5-6 A plane harmonic propagates in the negative direction of the X axis. It is known that the vibration equation of a particle at x=- 1m is (SI), and if the wave velocity is u, the expression of this wave is.

A:

5-7 A series of plane harmonics propagate along the X axis without attenuation. The amplitude of the wave is 2× 10-3 m, the period is 0.0 1 s, and the wave speed is 400 m? S- 1. When t = 0, the prime element of the origin of the X axis moves to the positive direction of the Y axis through the equilibrium position. Try to write this simple and harmonic expression.

Solution: The wave propagates forward along the X axis without attenuation, so the expression of simple harmonic is.

Among them;

By,, know, get.

m

5-8 As shown in the figure, plane waves propagate in the medium, and the wave velocity u = 10 m? S- 1 propagates in the negative direction of X axis, and the vibration equation at point A is known as [SI].

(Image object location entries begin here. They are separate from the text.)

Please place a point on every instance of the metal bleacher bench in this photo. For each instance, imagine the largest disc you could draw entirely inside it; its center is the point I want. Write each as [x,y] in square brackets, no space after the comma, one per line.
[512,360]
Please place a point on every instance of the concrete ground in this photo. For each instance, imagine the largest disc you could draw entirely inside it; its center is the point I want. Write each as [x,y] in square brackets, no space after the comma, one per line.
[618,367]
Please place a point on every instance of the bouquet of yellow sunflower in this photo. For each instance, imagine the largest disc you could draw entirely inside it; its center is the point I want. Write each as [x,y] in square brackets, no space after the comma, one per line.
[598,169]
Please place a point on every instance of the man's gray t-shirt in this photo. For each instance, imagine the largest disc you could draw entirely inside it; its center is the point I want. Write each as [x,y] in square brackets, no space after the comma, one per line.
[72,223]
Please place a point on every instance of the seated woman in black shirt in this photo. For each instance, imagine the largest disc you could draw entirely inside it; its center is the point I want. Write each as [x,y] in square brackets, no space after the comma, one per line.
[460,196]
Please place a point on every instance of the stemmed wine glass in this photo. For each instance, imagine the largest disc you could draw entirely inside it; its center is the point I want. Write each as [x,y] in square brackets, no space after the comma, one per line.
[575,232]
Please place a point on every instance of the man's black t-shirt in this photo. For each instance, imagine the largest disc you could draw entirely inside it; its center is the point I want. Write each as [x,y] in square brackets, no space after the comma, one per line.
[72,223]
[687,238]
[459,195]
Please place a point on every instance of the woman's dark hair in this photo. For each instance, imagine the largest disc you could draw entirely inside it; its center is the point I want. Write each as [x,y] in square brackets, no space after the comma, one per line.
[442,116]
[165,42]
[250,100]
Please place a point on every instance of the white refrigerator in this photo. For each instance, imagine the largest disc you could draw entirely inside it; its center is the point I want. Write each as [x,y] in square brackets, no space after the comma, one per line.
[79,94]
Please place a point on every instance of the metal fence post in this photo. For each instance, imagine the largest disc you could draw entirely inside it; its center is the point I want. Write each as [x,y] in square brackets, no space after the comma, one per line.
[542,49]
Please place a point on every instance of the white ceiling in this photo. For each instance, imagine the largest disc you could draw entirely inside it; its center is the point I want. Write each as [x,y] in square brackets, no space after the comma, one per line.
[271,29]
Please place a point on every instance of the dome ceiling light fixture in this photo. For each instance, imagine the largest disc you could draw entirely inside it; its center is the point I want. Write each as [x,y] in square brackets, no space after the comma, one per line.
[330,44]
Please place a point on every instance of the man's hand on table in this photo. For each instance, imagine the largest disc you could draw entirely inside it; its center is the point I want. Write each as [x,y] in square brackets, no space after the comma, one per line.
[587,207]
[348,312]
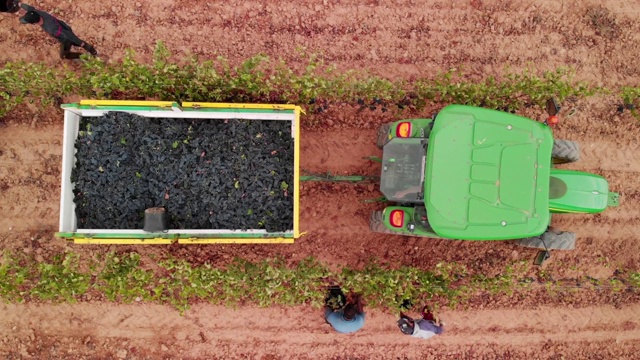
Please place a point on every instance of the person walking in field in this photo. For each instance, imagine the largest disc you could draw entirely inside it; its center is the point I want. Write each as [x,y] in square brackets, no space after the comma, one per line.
[424,328]
[58,29]
[344,319]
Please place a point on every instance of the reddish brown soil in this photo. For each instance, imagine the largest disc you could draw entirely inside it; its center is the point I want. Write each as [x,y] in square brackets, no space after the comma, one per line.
[393,38]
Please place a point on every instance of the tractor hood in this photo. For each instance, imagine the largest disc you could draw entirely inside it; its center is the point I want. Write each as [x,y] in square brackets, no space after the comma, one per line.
[403,164]
[487,175]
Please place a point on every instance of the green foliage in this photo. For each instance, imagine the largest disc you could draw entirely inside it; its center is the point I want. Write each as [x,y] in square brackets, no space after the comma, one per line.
[122,279]
[126,278]
[60,280]
[265,80]
[13,278]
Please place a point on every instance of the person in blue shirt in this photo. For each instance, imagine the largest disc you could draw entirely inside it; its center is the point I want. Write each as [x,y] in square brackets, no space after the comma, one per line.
[348,319]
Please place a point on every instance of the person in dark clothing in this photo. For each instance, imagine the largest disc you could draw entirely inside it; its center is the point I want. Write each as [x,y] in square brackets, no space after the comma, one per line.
[58,29]
[424,328]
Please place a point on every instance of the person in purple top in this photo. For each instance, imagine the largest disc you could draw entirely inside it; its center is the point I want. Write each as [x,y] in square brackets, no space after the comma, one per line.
[58,29]
[348,319]
[421,328]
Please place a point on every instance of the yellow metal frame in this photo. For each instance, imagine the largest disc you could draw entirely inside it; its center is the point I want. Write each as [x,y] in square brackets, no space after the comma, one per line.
[155,241]
[194,105]
[126,103]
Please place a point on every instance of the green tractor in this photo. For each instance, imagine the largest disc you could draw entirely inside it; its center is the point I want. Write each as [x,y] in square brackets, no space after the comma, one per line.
[471,173]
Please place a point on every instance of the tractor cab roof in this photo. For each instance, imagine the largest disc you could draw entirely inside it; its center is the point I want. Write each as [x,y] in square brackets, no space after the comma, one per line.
[487,175]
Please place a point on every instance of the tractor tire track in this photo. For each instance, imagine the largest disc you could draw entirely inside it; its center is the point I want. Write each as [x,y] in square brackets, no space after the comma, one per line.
[212,332]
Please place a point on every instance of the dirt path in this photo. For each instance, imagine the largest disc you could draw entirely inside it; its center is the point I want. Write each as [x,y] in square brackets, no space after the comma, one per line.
[335,216]
[397,39]
[149,331]
[393,38]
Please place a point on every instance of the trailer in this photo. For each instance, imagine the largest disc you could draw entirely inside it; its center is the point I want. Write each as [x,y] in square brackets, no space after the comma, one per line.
[98,207]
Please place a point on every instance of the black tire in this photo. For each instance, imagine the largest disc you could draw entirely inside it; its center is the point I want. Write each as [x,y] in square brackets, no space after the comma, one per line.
[554,241]
[565,151]
[377,225]
[383,135]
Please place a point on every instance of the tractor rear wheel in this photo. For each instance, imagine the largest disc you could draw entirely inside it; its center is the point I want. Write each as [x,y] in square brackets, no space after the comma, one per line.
[383,135]
[555,241]
[565,151]
[376,224]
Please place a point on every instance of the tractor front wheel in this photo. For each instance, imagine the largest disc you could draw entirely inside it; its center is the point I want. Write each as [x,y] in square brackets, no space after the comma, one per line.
[565,151]
[376,224]
[555,241]
[383,135]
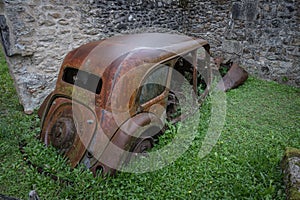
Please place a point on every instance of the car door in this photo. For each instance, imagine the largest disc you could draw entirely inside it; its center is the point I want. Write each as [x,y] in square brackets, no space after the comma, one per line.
[154,91]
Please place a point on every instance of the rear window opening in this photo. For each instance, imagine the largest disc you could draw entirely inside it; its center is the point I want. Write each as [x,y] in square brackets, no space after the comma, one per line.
[83,79]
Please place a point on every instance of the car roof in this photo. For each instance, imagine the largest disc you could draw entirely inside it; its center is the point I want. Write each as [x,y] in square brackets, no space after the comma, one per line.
[96,56]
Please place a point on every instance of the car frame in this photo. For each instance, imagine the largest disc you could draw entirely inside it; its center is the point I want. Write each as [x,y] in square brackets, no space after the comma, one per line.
[99,114]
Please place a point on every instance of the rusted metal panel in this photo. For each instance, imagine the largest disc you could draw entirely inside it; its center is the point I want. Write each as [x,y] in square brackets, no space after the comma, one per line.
[100,129]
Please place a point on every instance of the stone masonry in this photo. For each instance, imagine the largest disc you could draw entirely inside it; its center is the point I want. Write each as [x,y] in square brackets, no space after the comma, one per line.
[36,34]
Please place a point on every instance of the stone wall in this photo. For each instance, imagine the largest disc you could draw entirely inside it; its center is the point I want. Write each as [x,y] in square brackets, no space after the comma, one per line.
[36,34]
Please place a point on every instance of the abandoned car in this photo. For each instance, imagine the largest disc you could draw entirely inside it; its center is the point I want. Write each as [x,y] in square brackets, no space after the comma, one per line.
[112,96]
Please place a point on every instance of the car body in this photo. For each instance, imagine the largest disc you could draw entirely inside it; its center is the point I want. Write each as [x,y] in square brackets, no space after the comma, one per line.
[101,110]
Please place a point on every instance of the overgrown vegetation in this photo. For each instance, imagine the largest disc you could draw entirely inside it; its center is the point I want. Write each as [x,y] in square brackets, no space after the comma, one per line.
[262,119]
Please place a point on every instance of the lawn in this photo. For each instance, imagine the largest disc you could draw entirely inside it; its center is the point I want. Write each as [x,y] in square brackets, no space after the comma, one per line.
[262,120]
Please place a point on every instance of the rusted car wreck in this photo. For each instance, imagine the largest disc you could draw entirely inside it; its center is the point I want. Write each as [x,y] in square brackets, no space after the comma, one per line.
[117,92]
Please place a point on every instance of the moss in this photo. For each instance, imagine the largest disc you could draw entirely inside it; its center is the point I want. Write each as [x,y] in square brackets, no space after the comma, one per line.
[294,194]
[292,152]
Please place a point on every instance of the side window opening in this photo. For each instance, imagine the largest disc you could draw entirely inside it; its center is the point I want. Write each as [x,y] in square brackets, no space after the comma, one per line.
[184,70]
[155,84]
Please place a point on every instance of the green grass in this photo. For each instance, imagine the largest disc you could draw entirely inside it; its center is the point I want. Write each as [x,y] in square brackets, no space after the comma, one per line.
[262,119]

(1) Write the wave function with point A as the coordinate origin;

(2) Write the wave function with point B, which is 5m away from point A, as the coordinate origin;

Solution: (1) m

(2) From the wave function in (1), x=-5 is brought into the above formula, and the initial phase of the particle at point B is obtained as follows.

m

Figure 5-9 shows the waveform of a plane harmonic at time t =0 s, the amplitude of the wave is 0.20 m, and the period is 4.0 s. Find the vibration equation of the particle at the origin of (1) coordinates. (2) If OP=5.0m, write the wave function; (3) Write the vibration equation of point P in the figure.

Solution: It can be seen that the particle at the origin of t=0 is in its equilibrium position and moves in the positive direction of the displacement axis, so.

(1), and the vibration equation of the particle at the coordinate origin is m.

(2) As can be seen from the figure, the wave propagates forward along the X axis, so the wave function is

m

(3) Substitute the coordinate x of point P = 0.5m into the above formula to obtain the vibration equation of point P as follows.

m

5- 10 It is known that the phase difference of the waves emitted by two coherent wave sources is? , the wave path difference to the intersection point p is twice the half wavelength, then the synthesis of point p is [B]

(A) always strengthen

(b) always getting weaker.

(3) Sometimes it is strengthened, sometimes it is weakened, and it changes periodically.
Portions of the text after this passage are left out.